The city has signed a $3.6 million per year deal with Transdev Services Inc. to run the streetcar. The Lombard, Illinois-based company operates rail systems in Detroit, Cincinnati and New Orleans.
City officials made the Transdev agreement public on the same day that legislative Republicans reached a budget deal that puts limits on how the city can pay for the streetcar. Milwaukee could not use money from its tax-incremental financing districts or state transit aid to operate the system, and Milwaukee County would be prohibited from spending money on the streetcar's operations.
Milwaukee Ald. Bob Bauman, a longtime supporter of the project, said the restrictions would have no effect.
"They stopped us from doing something we had no intention of ever doing," Bauman said. "They seem to have a real hard spot for anything to do with rail. I don't understand it -- it's almost a religious zeal."
Bauman said supporters had never considered using tax-incremental financing to pay for operating costs. The city had not relied on state transit aids for the project either, he said.
Mayor Tom Barrett also appeared to blame the GOP's move on politics.
"Despite the fact that the state is not funding the Milwaukee Streetcar, there are members of the legislature who don’t like the project," Barrett said in an emailed statement. He said he had asked the city attorney to review the restrictions.
The Legislature's budget committee approved the transportation agreement on a 12-4 vote late Tuesday, with all Republicans voting in favor and all Democrats against it. The budget still needs approval in the full Assembly and Senate.
While construction of the streetcar's initial phase and a second Lakefront line are fully funded through a combination of federal TIGER grants and local tax-incremental financing, proposed expansions face an uncertain future.
The city failed to get a $20 million federal grant last summer for the planned Fourth Street expansion. Milwaukee is less likely to get federal grants under President Donald Trump's administration, which has proposed cutting the TIGER program.
Critics, including Ald. Mark Borkowski, point out that the streetcar's $3.5 million annual operating budget will hit as the city struggles to pay for police and firefighters.

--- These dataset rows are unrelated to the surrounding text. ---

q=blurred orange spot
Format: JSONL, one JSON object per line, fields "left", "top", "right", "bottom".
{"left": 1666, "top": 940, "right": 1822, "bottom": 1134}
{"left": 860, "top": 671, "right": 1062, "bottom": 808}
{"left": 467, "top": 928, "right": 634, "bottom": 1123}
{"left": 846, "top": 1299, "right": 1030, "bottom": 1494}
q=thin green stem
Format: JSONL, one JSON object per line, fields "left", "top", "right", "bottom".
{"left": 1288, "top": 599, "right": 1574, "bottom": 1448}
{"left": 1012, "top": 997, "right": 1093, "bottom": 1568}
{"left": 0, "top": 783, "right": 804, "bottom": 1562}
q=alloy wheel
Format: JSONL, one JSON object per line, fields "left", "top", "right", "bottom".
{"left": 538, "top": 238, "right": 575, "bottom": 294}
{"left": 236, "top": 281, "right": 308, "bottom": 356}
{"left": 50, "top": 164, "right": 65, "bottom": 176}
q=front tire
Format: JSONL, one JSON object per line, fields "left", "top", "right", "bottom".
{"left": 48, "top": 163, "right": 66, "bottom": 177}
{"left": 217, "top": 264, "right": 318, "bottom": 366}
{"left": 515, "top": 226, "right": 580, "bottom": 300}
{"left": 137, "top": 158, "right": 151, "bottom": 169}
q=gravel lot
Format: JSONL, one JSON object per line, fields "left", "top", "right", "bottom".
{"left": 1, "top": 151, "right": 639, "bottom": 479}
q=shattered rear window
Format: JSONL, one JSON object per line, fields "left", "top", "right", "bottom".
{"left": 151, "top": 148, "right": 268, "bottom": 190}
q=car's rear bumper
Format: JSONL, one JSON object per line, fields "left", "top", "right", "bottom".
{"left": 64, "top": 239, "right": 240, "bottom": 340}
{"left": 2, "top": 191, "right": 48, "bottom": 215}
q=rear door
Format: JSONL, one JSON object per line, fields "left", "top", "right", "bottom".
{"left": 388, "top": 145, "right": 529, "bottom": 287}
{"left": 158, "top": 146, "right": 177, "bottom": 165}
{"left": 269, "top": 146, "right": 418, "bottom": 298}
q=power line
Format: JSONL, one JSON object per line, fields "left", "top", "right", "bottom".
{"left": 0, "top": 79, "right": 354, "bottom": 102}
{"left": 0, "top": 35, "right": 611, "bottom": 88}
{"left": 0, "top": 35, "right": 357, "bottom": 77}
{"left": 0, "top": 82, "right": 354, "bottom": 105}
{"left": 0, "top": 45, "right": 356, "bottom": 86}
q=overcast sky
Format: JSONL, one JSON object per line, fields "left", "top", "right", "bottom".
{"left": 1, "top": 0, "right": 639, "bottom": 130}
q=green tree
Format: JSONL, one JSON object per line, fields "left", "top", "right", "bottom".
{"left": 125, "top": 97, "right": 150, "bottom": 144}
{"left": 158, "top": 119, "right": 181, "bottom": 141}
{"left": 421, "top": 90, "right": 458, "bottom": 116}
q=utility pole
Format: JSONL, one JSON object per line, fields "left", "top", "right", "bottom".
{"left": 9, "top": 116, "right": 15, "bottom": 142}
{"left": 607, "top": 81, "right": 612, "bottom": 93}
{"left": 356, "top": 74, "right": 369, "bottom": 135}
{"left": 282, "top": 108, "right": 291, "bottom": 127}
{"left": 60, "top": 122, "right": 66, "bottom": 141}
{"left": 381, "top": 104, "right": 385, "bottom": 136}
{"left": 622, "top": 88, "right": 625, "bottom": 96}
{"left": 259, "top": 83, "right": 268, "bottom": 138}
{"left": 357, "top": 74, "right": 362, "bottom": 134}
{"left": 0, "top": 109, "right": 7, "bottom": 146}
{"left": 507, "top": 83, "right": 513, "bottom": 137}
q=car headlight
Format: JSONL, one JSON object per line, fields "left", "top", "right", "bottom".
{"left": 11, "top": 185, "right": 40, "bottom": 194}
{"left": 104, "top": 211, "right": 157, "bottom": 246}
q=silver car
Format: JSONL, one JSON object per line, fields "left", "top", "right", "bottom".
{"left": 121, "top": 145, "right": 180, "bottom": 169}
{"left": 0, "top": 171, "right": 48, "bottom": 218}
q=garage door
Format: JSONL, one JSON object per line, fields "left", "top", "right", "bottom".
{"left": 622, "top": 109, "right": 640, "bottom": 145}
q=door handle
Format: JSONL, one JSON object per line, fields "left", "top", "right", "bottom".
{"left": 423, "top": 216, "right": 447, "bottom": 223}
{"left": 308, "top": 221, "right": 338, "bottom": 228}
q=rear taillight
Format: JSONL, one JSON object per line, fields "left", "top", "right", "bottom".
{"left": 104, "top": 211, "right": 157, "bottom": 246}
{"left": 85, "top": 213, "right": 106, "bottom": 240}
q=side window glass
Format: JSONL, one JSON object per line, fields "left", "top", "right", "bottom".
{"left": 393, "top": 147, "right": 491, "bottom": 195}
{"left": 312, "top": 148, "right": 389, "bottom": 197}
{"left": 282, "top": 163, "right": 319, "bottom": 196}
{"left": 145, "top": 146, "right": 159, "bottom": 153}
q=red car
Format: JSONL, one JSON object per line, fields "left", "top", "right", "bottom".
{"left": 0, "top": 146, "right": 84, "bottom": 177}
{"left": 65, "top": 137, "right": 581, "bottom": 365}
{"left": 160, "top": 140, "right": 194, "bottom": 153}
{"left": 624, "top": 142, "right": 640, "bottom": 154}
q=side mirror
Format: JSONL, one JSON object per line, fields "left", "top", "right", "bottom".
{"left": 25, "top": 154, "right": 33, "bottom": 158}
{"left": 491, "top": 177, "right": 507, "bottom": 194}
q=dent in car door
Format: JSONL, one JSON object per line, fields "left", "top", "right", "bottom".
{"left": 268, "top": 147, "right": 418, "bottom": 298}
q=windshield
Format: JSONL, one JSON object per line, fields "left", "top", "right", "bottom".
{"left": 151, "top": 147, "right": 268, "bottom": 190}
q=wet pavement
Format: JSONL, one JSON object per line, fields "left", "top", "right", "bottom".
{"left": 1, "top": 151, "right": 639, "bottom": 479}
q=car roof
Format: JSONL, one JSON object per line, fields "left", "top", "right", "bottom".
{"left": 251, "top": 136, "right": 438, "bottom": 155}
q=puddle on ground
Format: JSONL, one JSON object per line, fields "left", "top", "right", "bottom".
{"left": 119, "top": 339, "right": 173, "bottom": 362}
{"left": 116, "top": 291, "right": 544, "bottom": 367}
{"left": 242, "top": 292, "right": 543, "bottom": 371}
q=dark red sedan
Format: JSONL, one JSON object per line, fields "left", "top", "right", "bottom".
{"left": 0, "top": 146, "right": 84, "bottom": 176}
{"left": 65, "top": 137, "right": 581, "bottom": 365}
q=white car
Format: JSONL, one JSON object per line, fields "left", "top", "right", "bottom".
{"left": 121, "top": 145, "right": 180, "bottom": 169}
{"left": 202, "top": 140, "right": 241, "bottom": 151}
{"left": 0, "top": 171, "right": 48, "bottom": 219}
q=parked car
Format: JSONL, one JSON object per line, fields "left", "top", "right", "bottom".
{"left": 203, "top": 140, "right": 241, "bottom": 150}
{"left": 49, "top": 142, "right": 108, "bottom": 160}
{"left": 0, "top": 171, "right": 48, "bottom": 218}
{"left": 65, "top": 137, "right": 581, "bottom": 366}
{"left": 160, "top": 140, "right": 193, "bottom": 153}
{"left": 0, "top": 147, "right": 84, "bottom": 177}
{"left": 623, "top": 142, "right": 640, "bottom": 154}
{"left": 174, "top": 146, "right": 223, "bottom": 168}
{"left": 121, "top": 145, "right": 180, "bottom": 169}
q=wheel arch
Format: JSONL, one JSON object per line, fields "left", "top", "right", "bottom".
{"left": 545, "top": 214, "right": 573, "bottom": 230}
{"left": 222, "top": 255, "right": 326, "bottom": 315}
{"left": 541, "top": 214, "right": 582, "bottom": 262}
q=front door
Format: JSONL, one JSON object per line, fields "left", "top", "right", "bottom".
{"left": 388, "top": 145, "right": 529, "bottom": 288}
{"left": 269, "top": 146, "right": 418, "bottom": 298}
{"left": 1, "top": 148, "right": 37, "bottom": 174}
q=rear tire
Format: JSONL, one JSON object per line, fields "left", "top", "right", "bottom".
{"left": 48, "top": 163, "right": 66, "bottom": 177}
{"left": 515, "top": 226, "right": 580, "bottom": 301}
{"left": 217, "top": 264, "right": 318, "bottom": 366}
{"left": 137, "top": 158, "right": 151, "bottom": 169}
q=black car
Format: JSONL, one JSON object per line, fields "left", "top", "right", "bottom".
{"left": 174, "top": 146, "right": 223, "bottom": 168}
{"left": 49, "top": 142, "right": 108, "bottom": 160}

"This ship has sailed, but I don't know where more revenue is going to come for supposedly, extensions," Borkowski said. "The future does not bode well."
Construction of the initial two phases is estimated to cost $128.1 million. The first line, which will take riders from the Milwaukee Intermodal Station to the Lower East Side, is scheduled to be operational in fall 2018. A line running to Milwaukee's Lakefront is scheduled to start running in 2019.